Several studies have found that smoking reduction intervention with NRT and counseling are effective to help smokers without quitting intention [12,15,16,18,27-29]. Our results showed that around one-third of the smokers with daily cigarette consumption over 15 and one-fourth of the smokers who had no quitting experience attempted to quit smoking after receiving the intervention. The effectiveness was different, but not significantly, between smokers with higher and lower cigarette consumption, and with and without quit attempt experience, which was probably due to insufficient statistical power. These findings have added new knowledge that smoking reduction intervention helps smokers with hardcore smoking characteristics to quit using gradual cessation with free NRT. The hardening hypothesis expects that those who continue to smoke have an increasing resistance to social pressure to quit smoking [30]. Our findings have provided the first evidence (proof of concept evidence) that future RCTs with larger sample size to test whether such progressive approach of smoking cessation can help hardcore smokers to quit and reduce the hardening of the smokers are warranted. Although previous studies supported that reducing smoking do not undermine cessation motivation and effort [14,18], the existing clinical practice guidelines of treating tobacco use in the US do not recommend clinicians to suggest smoking reduction for smokers as such advice may decrease the proportion of smokers willing to make a quit attempt [31]. Our results suggested that smoking reduction intervention might be an alternative for hardcore smokers by motivating them to reduce smoking first and then quit.

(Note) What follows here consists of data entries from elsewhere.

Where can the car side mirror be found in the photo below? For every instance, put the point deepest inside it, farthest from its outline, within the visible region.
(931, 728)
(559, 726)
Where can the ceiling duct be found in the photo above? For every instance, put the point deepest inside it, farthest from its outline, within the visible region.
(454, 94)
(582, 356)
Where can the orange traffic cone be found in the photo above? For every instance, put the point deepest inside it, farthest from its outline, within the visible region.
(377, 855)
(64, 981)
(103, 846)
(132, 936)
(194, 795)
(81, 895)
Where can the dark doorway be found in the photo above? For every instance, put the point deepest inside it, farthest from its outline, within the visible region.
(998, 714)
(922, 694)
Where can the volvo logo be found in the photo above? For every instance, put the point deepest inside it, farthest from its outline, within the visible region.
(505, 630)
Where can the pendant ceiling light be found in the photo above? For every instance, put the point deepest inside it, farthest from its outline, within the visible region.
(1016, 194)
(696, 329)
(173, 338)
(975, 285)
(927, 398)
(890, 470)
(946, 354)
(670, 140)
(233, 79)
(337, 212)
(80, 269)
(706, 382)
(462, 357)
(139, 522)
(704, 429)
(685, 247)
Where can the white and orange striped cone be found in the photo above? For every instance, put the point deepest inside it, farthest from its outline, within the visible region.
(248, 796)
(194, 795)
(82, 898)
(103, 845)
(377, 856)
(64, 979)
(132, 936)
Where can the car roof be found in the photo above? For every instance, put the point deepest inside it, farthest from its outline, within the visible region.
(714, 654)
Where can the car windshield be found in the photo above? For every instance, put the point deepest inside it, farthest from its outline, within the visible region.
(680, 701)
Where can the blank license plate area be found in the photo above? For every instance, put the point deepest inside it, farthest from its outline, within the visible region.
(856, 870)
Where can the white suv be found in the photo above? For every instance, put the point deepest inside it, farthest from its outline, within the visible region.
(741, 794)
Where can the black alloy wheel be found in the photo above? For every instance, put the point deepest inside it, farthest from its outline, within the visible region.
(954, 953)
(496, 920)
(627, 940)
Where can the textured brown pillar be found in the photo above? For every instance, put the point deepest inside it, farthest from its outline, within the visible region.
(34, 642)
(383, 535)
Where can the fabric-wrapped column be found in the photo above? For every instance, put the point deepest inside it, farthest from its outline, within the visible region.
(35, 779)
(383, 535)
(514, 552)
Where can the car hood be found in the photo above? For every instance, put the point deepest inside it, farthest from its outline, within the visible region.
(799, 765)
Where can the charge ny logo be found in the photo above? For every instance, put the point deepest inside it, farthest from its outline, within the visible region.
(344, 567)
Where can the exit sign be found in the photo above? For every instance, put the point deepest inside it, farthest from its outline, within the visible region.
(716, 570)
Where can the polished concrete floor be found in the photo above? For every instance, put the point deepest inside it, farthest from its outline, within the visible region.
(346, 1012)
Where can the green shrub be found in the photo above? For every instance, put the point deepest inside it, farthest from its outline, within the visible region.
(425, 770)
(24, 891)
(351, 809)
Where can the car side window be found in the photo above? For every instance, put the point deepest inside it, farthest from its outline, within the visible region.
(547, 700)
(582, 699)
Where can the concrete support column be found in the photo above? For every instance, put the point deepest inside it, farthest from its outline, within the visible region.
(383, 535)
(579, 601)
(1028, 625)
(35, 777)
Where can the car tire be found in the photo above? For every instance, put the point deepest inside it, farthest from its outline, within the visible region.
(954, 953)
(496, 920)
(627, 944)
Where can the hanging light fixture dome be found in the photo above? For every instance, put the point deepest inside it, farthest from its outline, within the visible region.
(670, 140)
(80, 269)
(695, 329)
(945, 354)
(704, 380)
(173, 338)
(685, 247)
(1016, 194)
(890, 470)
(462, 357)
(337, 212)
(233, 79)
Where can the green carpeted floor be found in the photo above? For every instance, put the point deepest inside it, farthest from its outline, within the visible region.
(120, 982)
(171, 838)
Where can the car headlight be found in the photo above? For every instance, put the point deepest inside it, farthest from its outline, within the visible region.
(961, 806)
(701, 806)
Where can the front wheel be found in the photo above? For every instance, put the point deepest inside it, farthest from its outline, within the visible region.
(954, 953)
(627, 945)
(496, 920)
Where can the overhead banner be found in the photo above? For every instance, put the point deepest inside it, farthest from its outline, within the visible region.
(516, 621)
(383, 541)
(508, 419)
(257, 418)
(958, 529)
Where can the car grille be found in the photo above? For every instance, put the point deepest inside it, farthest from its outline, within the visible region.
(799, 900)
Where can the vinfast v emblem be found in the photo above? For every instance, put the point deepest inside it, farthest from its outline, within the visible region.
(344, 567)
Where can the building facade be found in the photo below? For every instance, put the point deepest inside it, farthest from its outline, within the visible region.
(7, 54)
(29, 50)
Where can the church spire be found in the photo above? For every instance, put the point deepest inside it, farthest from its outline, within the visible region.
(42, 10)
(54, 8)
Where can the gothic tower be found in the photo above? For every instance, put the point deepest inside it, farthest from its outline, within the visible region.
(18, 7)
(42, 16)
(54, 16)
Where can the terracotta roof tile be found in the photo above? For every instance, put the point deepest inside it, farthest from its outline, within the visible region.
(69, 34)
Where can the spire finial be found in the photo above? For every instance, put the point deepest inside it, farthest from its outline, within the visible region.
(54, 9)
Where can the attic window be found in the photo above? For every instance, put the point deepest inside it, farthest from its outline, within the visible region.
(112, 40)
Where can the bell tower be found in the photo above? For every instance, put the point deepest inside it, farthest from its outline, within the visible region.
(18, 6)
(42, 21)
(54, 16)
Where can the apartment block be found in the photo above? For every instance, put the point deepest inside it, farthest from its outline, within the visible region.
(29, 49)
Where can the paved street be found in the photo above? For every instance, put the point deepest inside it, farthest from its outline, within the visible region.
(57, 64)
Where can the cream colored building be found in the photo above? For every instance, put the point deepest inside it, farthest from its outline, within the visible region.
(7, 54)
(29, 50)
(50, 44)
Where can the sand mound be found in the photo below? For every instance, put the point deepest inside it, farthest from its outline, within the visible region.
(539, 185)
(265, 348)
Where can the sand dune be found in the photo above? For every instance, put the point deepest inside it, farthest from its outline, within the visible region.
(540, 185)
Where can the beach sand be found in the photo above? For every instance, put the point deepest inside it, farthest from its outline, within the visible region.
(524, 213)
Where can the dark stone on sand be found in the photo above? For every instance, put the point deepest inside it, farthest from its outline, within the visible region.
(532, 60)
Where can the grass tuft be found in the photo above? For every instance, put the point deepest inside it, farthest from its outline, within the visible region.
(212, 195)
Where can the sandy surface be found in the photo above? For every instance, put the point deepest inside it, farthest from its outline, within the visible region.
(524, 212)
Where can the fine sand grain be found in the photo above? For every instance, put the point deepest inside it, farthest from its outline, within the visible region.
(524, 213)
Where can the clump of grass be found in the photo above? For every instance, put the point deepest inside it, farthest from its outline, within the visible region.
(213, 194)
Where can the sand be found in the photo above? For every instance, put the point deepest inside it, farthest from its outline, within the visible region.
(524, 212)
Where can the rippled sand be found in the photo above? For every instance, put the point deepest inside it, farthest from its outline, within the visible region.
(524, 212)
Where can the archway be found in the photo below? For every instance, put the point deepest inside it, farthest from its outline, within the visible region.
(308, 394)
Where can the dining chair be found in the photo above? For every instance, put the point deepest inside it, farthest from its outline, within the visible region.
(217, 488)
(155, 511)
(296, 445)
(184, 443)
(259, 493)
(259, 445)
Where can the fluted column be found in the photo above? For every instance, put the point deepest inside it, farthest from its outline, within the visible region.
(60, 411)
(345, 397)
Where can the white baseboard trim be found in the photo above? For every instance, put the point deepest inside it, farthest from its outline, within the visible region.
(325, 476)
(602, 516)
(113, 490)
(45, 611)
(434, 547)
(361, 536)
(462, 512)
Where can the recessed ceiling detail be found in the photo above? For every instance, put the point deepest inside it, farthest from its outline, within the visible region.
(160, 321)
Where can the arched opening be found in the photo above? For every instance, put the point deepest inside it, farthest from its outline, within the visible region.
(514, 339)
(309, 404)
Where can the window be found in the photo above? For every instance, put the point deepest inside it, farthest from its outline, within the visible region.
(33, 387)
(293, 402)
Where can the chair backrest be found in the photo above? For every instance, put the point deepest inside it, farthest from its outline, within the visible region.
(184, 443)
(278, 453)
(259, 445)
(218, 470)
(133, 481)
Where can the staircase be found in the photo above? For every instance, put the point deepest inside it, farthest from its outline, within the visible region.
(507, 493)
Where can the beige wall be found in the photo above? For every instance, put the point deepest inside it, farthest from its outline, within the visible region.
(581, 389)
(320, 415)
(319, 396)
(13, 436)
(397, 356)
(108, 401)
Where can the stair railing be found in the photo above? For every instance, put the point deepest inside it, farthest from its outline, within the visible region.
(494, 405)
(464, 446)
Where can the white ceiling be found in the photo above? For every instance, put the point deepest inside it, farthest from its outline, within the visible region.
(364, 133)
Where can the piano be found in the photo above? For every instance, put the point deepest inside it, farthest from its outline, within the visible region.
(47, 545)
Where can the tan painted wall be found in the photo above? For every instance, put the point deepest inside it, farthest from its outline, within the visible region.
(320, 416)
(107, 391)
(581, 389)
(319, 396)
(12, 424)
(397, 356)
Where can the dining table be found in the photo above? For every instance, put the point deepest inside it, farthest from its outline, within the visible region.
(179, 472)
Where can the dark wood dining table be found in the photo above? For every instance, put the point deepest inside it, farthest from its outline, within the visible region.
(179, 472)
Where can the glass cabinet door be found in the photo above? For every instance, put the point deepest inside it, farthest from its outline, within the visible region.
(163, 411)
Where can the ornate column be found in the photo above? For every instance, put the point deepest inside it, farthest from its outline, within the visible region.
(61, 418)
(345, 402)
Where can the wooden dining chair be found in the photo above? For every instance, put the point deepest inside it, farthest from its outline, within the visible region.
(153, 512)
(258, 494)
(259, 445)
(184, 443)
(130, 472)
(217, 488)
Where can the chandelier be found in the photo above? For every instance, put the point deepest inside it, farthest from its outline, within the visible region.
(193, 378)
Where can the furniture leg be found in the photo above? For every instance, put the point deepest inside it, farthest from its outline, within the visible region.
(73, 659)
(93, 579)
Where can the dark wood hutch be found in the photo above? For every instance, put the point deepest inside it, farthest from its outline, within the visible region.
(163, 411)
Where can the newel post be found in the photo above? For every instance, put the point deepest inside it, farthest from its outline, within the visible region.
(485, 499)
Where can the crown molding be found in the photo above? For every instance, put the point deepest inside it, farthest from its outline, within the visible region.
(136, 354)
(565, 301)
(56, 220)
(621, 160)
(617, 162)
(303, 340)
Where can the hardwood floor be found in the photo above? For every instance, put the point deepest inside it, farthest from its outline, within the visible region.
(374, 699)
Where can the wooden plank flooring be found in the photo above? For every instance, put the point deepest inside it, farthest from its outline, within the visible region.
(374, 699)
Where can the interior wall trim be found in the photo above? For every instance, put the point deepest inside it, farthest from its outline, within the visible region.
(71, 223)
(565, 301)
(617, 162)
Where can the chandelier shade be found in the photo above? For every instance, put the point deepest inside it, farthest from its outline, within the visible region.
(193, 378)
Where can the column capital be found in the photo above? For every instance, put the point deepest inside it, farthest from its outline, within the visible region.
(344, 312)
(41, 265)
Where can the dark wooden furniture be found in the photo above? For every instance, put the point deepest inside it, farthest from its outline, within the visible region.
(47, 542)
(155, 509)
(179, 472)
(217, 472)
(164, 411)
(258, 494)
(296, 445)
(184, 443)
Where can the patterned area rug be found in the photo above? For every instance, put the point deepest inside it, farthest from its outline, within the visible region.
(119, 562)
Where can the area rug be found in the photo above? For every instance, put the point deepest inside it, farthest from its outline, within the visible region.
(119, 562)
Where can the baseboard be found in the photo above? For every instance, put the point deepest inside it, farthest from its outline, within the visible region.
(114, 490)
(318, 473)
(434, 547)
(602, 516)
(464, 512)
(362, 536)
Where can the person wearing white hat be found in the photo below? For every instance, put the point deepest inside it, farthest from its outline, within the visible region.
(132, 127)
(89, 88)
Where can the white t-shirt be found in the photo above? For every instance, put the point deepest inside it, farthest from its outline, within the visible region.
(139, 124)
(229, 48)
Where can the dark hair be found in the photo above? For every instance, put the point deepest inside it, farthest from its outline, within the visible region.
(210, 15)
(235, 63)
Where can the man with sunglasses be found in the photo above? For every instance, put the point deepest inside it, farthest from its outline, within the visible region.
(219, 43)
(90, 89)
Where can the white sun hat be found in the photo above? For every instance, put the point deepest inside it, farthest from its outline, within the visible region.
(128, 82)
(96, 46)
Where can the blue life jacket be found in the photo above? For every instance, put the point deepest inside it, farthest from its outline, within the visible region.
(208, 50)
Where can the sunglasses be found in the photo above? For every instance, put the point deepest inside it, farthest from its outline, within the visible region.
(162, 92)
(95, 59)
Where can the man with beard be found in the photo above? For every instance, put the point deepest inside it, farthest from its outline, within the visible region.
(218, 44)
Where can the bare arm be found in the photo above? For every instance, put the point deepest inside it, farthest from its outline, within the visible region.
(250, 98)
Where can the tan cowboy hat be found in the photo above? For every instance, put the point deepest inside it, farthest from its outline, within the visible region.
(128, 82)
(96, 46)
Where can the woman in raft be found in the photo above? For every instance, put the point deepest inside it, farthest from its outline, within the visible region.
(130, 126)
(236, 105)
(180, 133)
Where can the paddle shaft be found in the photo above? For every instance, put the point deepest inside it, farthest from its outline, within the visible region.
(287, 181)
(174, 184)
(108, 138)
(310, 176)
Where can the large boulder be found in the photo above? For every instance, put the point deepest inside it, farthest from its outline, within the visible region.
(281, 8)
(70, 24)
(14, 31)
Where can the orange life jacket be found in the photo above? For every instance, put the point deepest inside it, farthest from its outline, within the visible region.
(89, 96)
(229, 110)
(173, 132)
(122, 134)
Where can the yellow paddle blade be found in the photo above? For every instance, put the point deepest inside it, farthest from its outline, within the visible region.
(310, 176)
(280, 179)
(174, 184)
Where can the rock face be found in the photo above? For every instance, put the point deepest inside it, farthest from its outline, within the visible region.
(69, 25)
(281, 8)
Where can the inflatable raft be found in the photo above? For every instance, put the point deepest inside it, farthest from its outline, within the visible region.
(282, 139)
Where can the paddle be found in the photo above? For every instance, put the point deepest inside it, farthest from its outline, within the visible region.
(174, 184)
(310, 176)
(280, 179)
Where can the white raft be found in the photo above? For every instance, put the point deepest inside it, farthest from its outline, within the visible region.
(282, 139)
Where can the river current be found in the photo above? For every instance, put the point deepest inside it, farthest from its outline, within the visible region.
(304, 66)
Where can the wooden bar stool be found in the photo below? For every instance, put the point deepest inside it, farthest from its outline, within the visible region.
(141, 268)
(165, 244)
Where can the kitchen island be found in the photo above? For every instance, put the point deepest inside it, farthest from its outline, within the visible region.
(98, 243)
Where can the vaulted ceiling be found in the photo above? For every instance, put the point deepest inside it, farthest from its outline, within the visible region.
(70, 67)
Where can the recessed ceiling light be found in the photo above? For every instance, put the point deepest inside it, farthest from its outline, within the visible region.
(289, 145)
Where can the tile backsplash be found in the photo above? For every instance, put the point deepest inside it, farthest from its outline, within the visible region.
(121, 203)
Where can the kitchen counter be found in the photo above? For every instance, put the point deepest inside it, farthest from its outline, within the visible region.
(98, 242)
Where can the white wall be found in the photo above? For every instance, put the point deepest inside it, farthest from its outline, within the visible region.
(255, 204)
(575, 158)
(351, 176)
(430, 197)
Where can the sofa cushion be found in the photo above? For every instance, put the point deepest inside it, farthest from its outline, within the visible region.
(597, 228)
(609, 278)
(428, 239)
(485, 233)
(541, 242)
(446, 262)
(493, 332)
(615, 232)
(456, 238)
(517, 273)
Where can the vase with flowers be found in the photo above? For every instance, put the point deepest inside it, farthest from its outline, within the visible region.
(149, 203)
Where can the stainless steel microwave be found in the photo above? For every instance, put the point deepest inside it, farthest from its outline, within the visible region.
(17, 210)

The main strengths of the present study are that the data were from an RCT and the outcomes were assessed with blindness to the hardcore or non-hardcore status of the subjects. The RCT targeted smokers who had no intention to quit, in which the data had a large number of hardcore smokers to facilitate the present exploratory analysis. The main limitations were the a posteriori nature and sample size in categories, which limited the statistical power for implication. Also, all our subjects were willing to reduce and participate in the RCT. They might be “less hardcore” than smokers who never seek professional help for quitting. The findings of the greater effectiveness of smoking reduction on hardcore smokers are not definitive, but they can provide some proof of principle evidence to support further and larger RCTs on smoking reduction on hardcore smokers with the ultimate aim of quitting. Lastly, the current analysis relied on self-reported smoking status of the participants. Cotinine level in urine was measured in the self-reported quitters at the 6-month follow-up, but only 102 out of 181 quitters underwent the test, and, of them, 84 passed the test. The result from the biochemical confirmation was not used because of the low retention rate as majority of quitters refused the test.

Conclusion

The a posteriori analysis of the RCT on smoking reduction intervention suggested that the intervention may be effective to increase the rate of abstinence, quit attempt and smoking reduction by at least 50% in hardcore smokers. Having no experience of quit attempt was more important than having large cigarette consumption to explain the greater effectiveness of the intervention. Smoking reduction intervention is an alternative to motivate hardcore smokers to reduce smoking first and then quit. Further research is needed to derive conclusions on the effect of smoking reduction for the hardcore smokers.